By Alan Baldwin
LONDON (Reuters) – Formula One teams will operate in bubbles within bubbles when the season starts behind closed doors in Austria next week after being stalled since March due to the COVID-19 pandemic.
There will be no spectators, no sponsors or VIP guests wandering the paddock and limited social interaction even between team mates.
Ferrari sporting director Laurent Mekies reckons the biggest challenge, for his mechanics at least, could be having to wear face masks at all times in the heat and tight confines of the garage.
“We have been starting to get used to it all of us now, because it’s becoming part of our normal life,” the Frenchman told reporters in a video call ahead of the July 5 opener to discuss the ‘new normal’ and safety protocols.
“Here at Ferrari it’s compulsory, so we wear it (the mask) at all times in the factory… but it’s one thing to wear it in the office environment, another to wear it when it would be 40 degrees at the racetrack.”
Ferrari will try to schedule regular breaks for breathing exercises.

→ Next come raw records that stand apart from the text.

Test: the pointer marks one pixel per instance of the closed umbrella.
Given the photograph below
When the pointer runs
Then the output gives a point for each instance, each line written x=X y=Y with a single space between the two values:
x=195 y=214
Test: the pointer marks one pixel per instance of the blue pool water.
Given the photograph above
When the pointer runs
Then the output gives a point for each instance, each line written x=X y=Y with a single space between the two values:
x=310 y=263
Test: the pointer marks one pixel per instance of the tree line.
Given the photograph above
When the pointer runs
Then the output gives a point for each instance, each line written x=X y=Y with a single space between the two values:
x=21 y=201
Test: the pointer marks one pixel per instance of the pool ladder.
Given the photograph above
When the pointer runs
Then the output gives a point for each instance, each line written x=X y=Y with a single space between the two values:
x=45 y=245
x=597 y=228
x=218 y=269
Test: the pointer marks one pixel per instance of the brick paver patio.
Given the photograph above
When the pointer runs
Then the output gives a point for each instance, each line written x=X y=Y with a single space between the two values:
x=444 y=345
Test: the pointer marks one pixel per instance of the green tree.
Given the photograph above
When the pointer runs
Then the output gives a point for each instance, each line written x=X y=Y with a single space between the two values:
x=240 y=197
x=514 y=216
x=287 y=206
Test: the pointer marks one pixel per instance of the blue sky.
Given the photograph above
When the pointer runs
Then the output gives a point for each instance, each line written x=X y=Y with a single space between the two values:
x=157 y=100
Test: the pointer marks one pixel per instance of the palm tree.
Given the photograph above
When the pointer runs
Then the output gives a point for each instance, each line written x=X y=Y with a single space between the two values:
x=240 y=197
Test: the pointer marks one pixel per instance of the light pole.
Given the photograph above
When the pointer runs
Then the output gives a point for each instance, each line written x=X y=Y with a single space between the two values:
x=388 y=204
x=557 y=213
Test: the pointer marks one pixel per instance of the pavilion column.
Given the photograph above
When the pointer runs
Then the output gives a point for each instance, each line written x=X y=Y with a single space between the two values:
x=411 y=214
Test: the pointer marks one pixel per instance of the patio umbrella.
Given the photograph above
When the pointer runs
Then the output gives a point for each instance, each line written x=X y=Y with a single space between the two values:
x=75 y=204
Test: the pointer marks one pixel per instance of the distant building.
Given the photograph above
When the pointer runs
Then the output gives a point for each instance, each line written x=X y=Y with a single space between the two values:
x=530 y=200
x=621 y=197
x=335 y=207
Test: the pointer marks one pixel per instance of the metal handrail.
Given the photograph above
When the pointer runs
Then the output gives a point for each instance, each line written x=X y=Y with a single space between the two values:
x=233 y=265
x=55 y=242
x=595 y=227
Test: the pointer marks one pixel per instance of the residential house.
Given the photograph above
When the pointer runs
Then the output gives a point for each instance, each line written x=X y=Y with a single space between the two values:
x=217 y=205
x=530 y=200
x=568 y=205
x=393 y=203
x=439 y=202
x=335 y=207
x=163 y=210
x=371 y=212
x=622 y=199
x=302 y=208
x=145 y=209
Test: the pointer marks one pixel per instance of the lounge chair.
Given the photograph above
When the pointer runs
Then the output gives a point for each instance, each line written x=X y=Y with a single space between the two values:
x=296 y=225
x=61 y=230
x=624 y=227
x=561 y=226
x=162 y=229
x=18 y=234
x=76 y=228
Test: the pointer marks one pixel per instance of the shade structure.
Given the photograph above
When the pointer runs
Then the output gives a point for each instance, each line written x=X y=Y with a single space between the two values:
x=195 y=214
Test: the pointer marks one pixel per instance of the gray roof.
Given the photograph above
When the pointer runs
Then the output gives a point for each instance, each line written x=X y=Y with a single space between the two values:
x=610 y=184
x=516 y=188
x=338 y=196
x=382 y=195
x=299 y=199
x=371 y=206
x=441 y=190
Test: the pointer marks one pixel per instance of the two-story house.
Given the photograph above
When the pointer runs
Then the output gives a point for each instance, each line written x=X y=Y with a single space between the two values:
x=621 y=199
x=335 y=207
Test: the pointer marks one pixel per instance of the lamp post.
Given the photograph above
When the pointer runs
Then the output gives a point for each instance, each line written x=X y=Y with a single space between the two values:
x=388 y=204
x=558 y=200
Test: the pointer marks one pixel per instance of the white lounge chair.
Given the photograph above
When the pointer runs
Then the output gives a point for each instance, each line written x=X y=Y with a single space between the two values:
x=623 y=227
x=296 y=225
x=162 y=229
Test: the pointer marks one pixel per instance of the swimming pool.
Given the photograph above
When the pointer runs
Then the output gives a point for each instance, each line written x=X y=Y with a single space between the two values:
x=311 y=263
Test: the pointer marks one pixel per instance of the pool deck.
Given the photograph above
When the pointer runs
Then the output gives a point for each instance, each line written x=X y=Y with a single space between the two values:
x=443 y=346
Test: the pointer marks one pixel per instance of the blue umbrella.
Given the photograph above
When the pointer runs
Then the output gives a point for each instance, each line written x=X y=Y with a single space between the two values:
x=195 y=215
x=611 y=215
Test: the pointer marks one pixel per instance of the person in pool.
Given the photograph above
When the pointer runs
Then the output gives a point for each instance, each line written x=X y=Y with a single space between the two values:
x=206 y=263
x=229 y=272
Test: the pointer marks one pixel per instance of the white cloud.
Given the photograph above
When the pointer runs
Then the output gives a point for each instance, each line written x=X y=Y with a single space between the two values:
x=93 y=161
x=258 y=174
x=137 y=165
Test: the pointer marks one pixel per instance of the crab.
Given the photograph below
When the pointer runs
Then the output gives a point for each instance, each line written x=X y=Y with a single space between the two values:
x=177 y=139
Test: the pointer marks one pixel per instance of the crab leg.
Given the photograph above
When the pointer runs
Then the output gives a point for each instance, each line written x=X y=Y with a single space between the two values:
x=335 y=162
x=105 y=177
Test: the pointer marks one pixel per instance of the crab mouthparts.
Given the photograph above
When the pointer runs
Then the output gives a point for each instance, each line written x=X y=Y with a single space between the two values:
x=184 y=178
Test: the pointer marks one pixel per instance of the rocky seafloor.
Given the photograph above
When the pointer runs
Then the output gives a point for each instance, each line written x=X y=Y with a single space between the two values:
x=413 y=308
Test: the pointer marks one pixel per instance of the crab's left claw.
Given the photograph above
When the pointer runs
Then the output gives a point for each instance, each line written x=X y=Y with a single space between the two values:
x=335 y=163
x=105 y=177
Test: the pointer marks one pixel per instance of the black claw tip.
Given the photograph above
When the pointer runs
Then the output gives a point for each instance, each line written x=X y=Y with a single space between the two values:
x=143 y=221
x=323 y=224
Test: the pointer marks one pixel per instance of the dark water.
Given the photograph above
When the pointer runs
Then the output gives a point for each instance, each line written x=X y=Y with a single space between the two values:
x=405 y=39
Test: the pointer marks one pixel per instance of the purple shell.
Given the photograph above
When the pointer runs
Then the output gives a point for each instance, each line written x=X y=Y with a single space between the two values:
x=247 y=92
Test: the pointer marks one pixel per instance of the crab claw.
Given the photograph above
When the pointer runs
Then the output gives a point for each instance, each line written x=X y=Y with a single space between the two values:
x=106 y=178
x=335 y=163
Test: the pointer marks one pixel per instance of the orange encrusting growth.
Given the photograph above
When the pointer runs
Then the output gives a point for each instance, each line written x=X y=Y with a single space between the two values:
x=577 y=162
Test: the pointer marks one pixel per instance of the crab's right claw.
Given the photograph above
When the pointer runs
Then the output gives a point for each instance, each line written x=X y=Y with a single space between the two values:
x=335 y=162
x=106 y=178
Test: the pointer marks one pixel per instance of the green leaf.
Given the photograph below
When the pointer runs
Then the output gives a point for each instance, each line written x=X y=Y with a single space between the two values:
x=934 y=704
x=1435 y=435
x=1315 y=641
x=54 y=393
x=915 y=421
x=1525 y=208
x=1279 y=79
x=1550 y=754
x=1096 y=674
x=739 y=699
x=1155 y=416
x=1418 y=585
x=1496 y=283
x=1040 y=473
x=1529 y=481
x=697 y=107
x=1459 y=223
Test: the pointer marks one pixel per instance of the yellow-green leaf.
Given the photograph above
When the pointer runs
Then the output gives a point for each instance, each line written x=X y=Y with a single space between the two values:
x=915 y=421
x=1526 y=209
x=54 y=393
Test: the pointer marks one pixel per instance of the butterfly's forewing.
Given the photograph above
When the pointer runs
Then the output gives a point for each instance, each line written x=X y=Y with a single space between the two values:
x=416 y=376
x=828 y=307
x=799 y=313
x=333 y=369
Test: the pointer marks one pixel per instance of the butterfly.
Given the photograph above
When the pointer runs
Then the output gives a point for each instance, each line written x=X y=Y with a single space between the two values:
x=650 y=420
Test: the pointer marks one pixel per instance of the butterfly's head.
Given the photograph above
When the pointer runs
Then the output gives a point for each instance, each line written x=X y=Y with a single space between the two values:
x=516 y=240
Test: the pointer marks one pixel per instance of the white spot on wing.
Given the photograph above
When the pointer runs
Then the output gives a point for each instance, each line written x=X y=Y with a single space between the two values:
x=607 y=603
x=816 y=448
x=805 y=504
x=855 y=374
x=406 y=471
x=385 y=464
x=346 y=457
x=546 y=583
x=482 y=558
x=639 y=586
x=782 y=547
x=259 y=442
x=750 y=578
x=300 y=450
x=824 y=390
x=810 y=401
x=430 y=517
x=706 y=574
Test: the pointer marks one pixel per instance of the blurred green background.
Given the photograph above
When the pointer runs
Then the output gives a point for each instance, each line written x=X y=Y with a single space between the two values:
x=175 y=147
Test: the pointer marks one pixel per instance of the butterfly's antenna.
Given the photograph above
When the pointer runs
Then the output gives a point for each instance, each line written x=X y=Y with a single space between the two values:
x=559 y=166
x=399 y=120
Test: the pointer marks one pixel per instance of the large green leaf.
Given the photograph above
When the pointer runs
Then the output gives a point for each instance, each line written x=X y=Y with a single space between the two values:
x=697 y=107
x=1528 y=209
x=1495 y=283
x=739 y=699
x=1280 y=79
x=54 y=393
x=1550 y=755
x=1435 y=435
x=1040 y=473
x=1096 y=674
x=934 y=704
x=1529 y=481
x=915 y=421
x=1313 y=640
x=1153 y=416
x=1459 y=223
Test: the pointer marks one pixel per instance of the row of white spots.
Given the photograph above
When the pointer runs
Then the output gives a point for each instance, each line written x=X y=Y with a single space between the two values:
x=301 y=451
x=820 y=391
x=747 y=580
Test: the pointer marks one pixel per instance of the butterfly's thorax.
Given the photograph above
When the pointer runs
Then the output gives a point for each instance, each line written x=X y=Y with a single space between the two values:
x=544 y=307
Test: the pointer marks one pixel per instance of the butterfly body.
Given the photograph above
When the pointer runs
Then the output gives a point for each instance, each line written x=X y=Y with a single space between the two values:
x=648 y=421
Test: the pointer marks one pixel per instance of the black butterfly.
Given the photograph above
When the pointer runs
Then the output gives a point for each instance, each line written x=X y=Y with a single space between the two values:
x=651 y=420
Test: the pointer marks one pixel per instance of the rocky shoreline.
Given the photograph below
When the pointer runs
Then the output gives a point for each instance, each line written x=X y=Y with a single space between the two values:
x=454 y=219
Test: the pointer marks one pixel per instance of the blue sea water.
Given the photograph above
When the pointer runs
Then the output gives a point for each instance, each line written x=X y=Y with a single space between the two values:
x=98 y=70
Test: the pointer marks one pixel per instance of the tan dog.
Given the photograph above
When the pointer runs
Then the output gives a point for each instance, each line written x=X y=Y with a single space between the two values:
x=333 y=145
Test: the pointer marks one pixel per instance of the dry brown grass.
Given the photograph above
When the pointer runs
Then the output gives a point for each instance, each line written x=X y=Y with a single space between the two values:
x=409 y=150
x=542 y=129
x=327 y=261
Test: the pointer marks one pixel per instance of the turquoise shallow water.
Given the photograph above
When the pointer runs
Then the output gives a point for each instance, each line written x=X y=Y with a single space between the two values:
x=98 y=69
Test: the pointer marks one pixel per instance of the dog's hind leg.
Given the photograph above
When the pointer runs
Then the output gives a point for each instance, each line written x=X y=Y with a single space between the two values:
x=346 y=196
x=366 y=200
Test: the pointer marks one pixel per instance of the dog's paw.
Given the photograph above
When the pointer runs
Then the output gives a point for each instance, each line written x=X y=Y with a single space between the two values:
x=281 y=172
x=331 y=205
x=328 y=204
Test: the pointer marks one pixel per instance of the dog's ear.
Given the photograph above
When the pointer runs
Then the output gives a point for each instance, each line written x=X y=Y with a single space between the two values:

Formula One will have three races on successive weekends to get the season started, with two at Spielberg’s Red Bull Ring before moving on to Hungary. Others will then follow in quick succession.
Teams are limited to 80 people each, with everyone having to register a negative COVID-19 test less than four days before arriving in Austria.
Testing will then be conducted every five days, rather than the two initially mooted.
“The Formula One paddock will be a bubble,” said Mekies. “But inside… you will have an individual bubble for each team with pretty much no or minimum interaction between a bubble or a team and another.
“So you will not see, as we all like and as you used to see, people from a team having a casual chat with people from another team.
“Inside the team bubble, which is inside the F1 bubble, we will also do more bubbles,” added the Frenchman.
“So you will have probably the car 16 (Charles Leclerc) bubble and the car 5 (Sebastian Vettel) bubble and inside them probably engineers and mechanics and so forth.”
The separation means anyone who tests positive will have had limited contact with others, with tested stand-ins ready to be slotted in if needed.
Team members will also either spend their time at the track or hotel, with no going out.